Ophthalmologists were among the first to understand the value of scribes. They learned early on that taking notes while both hands were occupied with various pieces of exam equipment was awkward, at best. Their relationship with scribes antedates the EMR, and the arcane documentation rules for billing, by many years.
For most other physicians, even those in busy clinics or emergency departments, the need for outsourcing data entry did not become obvious until the arrival of the EMR. Those who had to work most quickly were the first to understand this need. Emergency rooms, with one physician caring for multiple patients simultaneously, were an obvious good fit for scribes. Eventually, those working in urgent care centers and specialists in busy clinics also came to see the benefits. They were able to work more efficiently, the charts were properly documented, and everyone got to go home on time.
At what point, though, should the decision to hire scribes be made once the EMR has been put in place? After the initial training period provided by the EMR company? After a three or six month attempt at getting everyone “on board?” When the practice begins grinding to a crawl because so much physician time is being spent sitting in front of a computer? Each of these strategies seems to be popular, and each misses the point.
The best analogy would be that of a sports team. The elite players, the all-stars, are the ones who start the game. The coach doesn’t wait until his team is falling behind, getting beaten, before sending in his best people. The same should be true with scribes. Scribes are the all-stars of the EMR. It makes the most sense to hire them at the time the EMR is being introduced.
All EMR systems come with some sort of training package, usually lasting no more than a few weeks. After that, you’re on your own. (Unless, of course, you purchase additional training from the company at a steep price.) In general it takes longer than the training period for most physicians to become competent with the EMR. During this learning phase the work flow slows, documentation suffers, practitioners are staying late or coming to work on days off to complete their charting, and life, generally, loses quality. Then, at some point, everyone is more or less capable of navigating the system and getting the work done. And at that very point a new physician enters the practice, unfamiliar with your EMR, and the misery repeats itself.
The introductory period of EMR adoption is the most stressful and frustrating. “We’re going live on Monday” is enough to make grown professionals weep. Why, then, do so many insist on going it alone? Having scribes involved from the beginning alleviates the stress.

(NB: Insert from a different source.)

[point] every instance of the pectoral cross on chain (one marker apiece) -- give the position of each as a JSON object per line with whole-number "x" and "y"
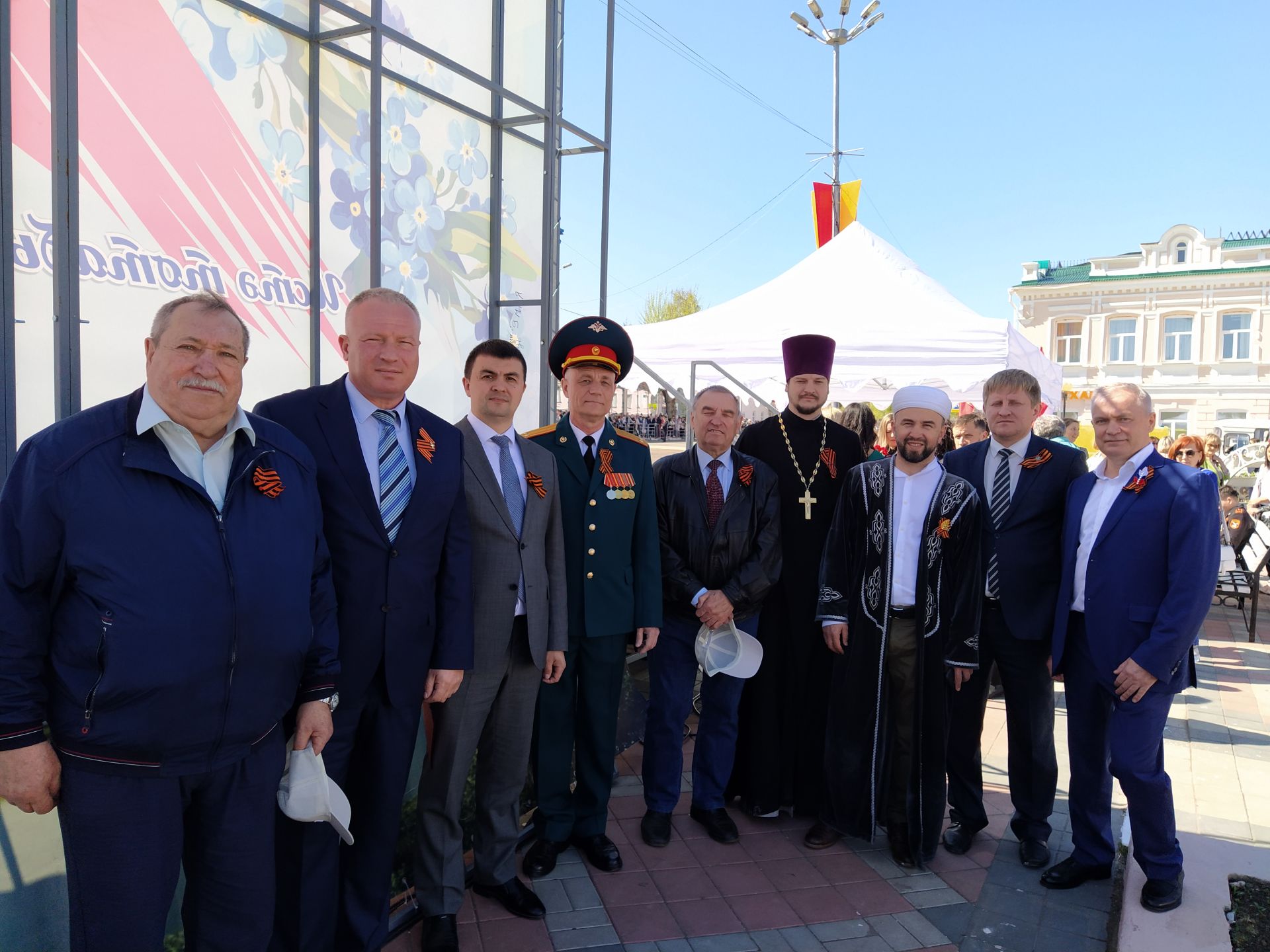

Some might think it’s a crutch, that it will interfere with physicians having to learn the system. Others believe having scribes is an insult to their technical abilities. They can type at least as fast as the scribe, they are masters of cyberspace. Nonsense. A scribe is a super-user, there to assist in whatever way the physician chooses. If the physician chooses to enter his own data the scribe can teach him how. When questions about documentation and coding arise, the scribe can provide answers. And, for the cyber-wizard, it doesn’t matter how adept you may be at data entry, you’re going to be even better with a scribe.
If scribes sound like the right option for your practice, don’t wait. Hire them as soon as possible. If, after a year or so you think you can function without them, fine. That’s your choice to make. More likely, though, you will wonder how you ever managed without them.